Mas, hoje, vamos nos concentrar em uma das notícias mais divulgadas na mídia ocidental: a violação de direitos humanos, que, supostamente, é cometida pela China contra os povos Uigures, na província de Xinjiang





Xinjiang é uma região autônoma, localizada na maior e mais remota província da porção ocidental da China, que faz fronteira com diversos países, como Cazaquistão, Tajiquistão, Quirquistão (ex-repúblicas soviéticas), Mongólia, Paquistão, Índia e Afeganistão. É nessa localidade que vivem os Uigures, povos de origem turcomana, predominantemente muçulmanos. 

China é acusada de cometer violação de direitos humanos por países europeus e Estados Unidos, especialmente, contra os Uigures.  As notícias tomam conta dos jornais internacionais. 

A China nega, como esperado. Por que tais acusações estão envolvidas de ampla hipocrisia por parte das nações ocidentais e islâmicas? Ora, os acusadores têm um longo histórico de violação de direitos humanos contra muçulmanos e outros povos em várias partes do mundo.
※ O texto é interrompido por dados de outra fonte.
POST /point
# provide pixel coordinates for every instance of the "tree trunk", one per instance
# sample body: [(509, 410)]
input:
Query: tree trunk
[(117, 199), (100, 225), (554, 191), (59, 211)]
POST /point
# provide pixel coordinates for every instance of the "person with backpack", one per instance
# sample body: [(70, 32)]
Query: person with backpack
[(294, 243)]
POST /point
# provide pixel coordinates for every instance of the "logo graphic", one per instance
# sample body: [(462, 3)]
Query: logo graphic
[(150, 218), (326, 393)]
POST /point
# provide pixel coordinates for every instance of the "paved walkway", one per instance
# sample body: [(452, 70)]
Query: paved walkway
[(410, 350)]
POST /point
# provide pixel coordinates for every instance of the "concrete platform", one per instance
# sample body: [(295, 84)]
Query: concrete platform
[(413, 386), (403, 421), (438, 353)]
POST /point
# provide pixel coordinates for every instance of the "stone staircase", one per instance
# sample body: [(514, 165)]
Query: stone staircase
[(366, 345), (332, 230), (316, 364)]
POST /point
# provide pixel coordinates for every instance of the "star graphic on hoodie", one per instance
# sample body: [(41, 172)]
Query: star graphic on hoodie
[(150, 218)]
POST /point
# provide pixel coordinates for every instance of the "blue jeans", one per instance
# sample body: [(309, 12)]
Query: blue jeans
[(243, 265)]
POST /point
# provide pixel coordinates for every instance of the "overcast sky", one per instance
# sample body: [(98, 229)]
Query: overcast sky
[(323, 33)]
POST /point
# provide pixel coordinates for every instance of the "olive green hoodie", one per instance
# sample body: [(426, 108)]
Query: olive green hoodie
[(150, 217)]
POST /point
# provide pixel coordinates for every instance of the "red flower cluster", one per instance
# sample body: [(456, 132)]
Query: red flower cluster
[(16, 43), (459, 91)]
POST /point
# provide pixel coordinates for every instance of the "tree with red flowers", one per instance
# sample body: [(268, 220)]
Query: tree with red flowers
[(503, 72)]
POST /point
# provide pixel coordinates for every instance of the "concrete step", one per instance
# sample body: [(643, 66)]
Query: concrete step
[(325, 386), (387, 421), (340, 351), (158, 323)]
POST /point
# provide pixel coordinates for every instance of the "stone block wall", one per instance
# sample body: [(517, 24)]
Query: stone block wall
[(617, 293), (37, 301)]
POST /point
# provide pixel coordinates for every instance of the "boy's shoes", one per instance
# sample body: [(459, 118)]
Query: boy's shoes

Mas, estranhamente, fazem uma defesa severa dos direitos dos muçulmanos na China.





O mundo ocidental, praticamente, silenciou-se nas denúncias de violação de direitos humanos contra os muçulmanos, em 2004,  na prisão de Abu Ghraid, no Iraque, durante a invasão do país pelos EUA, com a doutrina de combate ao terror imposta pelo governo Bush, após os atentados de 2001. 
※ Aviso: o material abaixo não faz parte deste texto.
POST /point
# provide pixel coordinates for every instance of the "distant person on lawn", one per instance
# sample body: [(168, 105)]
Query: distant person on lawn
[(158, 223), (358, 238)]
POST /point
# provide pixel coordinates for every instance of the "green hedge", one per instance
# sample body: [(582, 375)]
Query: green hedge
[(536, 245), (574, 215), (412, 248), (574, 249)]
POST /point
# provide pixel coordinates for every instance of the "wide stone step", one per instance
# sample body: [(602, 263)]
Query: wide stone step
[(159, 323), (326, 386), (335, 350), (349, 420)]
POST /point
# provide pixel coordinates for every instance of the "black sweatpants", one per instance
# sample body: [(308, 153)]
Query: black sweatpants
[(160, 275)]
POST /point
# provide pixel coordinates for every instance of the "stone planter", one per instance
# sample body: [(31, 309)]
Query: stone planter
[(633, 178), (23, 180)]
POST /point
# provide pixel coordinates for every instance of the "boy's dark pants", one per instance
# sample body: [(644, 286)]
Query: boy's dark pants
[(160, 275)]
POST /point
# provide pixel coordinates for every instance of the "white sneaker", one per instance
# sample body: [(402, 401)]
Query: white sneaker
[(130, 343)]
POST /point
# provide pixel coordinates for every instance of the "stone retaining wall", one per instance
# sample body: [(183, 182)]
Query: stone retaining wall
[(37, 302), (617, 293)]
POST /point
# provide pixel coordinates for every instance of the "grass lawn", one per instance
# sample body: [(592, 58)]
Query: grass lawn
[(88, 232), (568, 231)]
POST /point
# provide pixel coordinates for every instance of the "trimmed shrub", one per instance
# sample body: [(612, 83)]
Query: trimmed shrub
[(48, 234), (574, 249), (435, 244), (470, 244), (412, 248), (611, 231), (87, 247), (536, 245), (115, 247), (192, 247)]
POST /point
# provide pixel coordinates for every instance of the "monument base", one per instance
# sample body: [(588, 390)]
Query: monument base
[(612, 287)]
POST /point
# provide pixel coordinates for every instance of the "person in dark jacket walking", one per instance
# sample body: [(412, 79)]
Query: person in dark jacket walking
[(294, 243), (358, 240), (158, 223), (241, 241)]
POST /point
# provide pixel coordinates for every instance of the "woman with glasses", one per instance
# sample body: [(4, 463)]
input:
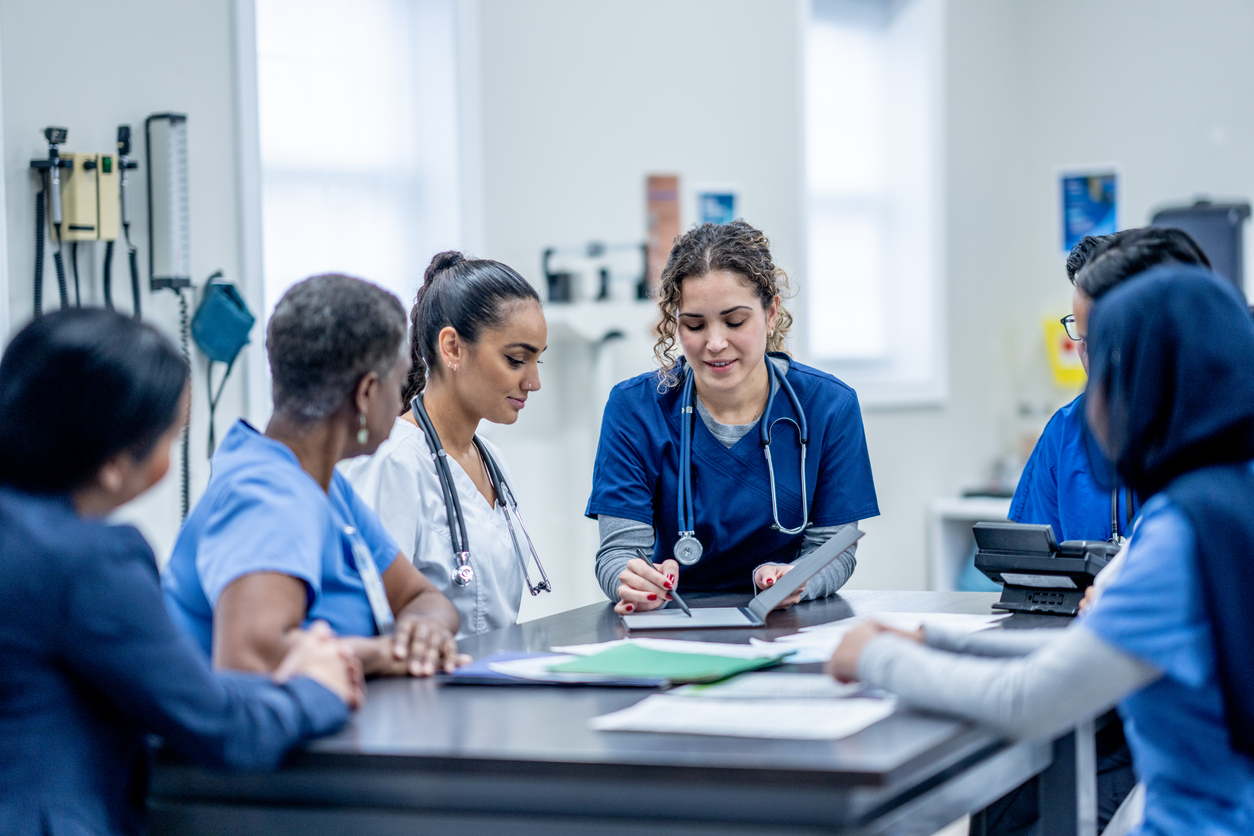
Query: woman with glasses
[(280, 538), (720, 469), (477, 332), (1057, 485), (1169, 637)]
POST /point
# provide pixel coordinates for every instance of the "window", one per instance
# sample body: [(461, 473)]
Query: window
[(873, 133), (359, 139)]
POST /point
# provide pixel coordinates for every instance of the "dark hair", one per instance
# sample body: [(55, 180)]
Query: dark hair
[(327, 332), (1082, 252), (126, 380), (735, 247), (465, 295), (1134, 251)]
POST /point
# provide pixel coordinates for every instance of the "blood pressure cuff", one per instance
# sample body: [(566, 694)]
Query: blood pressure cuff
[(222, 322)]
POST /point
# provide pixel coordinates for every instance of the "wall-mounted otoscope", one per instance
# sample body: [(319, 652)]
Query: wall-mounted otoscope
[(50, 176), (124, 166)]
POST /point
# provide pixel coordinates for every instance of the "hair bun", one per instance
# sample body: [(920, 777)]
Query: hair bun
[(442, 262)]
Os EUA adotaram métodos extremos de investigação, incluindo tortura e humilhações a mais de 2000 iraquianos, entre jovens e mulheres, que foram presos ali. Muitos inocentes. O fato não causou tanto repúdio.  

O mundo permanece muito silencioso em relação à violência contra palestinos, afegãos, sírios, chechenos e tantos outros que também são vítimas de violação cometida por seus governantes e, muitas vezes, apoiados pelas potências ocidentais, que se voltam com violência atípica contra a China. Hipocrisia!
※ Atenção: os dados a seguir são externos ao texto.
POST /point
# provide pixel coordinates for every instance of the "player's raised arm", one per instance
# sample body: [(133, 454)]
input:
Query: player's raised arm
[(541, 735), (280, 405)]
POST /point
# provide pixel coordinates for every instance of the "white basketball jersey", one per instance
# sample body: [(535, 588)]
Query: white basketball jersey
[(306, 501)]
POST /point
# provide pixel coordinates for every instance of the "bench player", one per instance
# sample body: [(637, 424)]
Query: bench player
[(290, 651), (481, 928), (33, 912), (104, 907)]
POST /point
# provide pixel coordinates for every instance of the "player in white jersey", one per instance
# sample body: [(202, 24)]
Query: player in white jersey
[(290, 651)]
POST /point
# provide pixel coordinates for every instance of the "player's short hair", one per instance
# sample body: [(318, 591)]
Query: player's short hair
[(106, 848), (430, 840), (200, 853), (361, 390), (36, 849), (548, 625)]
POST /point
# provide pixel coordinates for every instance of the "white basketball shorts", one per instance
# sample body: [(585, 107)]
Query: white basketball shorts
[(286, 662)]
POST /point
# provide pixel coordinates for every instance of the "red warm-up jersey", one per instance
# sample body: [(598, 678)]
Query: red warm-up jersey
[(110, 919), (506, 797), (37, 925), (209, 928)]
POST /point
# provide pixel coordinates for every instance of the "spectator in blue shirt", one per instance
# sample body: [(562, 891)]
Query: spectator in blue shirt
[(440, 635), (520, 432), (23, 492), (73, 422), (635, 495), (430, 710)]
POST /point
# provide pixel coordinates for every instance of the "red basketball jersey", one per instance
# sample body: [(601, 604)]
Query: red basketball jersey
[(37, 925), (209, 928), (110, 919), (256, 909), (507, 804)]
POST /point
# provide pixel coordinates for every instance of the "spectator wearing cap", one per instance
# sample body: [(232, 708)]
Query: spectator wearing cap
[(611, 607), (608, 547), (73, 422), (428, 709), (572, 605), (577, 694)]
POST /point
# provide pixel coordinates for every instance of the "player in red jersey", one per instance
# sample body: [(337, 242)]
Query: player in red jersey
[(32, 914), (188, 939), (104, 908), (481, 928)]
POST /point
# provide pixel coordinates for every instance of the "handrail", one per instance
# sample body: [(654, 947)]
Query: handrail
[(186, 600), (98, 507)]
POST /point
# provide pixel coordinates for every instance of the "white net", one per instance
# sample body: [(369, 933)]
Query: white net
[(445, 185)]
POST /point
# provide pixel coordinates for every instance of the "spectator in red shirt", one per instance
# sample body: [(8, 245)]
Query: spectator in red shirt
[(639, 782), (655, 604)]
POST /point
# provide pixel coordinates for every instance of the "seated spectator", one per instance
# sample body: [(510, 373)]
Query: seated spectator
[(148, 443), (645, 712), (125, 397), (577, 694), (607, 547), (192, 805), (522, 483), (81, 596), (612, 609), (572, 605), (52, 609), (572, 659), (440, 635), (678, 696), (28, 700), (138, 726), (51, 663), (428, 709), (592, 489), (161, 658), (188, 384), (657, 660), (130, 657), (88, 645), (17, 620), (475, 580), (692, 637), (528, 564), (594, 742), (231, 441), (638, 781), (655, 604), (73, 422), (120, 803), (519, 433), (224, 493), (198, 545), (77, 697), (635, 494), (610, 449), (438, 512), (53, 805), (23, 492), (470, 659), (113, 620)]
Esse mesmo mundo que condena a China silencia perante os horrores que estão acontecendo na fronteira dos Estados Unidos com o México, envolvendo grupos migrantes em busca de oportunidades no país, que simboliza a democracia e um sonho a ser realizado. Lá, onde os pais se veem sem seus filhos, são tristemente separados e, literalmente, enjauladas, as crianças. Hipocrisia!

É provável que, em algum momento no futuro, os norte-americanos tentem apagar da sua história esse triste e vergonhoso tratamento dos migrantes em sua fronteira. É o que fazem hoje com o que ocorreu durante a Segunda Guerra Mundial, período em que perseguiam os japoneses presentes no país como punição devido ao ataque à base de Pearl Harbor. 

Os japoneses inocentes, que ignoravam as pretensões dos líderes do Japão, foram levados para campos de concentração (ou de internamento) nos EUA. Sim. Isso ocorreu.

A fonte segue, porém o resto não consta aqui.